FPGA-based Real Time Implementation of a Direct Torque Control with Second Order Sliding Mode Control and Input-Output Feedback Linearization for an Induction Motor Drive

A robust direct torque control (DTC) strategy for an induction motor is proposed in this study. In fact, the proposed control strategy is defined by a combination of DTC, space vector modulation (SVM), input–output feedback linearisation (IOFL), a second-order super-twisting speed controller (STSC), and sliding-mode-load torque and stator-flux observers with stator resistance estimation. First, non-linear IOFL is suggested to achieve decoupled flux and torque control, and the SVM technique is utilised to control the inverter switching frequency which decreases the torque ripples and noise.
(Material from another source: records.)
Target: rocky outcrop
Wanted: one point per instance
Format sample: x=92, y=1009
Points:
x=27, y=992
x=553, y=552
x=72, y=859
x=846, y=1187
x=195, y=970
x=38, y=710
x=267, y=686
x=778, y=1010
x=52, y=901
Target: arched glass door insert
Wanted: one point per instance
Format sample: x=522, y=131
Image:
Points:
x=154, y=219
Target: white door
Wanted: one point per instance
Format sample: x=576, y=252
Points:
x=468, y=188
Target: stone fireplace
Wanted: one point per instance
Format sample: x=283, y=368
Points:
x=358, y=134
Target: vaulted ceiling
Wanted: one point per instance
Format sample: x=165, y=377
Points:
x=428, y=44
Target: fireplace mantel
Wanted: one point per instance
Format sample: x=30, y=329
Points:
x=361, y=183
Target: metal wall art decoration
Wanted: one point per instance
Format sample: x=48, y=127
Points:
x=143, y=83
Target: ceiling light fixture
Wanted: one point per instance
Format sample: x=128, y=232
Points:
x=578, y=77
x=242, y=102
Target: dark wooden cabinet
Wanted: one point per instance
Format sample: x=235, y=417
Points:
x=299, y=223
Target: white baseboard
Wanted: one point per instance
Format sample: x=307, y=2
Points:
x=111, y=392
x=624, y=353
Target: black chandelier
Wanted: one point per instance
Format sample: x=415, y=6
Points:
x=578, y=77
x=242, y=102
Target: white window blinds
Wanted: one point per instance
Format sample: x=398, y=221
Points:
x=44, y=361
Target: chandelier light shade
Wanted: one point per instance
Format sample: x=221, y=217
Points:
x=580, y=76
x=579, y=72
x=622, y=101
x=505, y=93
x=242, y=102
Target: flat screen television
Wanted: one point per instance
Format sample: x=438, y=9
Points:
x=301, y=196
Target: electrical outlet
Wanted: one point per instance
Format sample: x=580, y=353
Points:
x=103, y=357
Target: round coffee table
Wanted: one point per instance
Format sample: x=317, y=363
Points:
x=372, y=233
Second, to improve the speed regulation, an STSC is added to an SVM-DTC-IOFL scheme. Furthermore, the sliding mode observers of the stator flux and of the load torque are proposed in order to improve the control performances by reducing uncertainties and to prevent the effects of the stator resistance variations. Indeed, this study presents the importance of implementing the suggested SVM-DTC-IOFL using a field-programmable gate array (FPGA) circuit. The main interest of the FPGA implementation is the decrease in the control loop delay, due to the parallel processing offered by the FPGA. The performances of the proposed control algorithm are investigated by digital simulation using a Xilinx system generator tool and experimental implementation utilising FPGA-Virtex-5-ML507.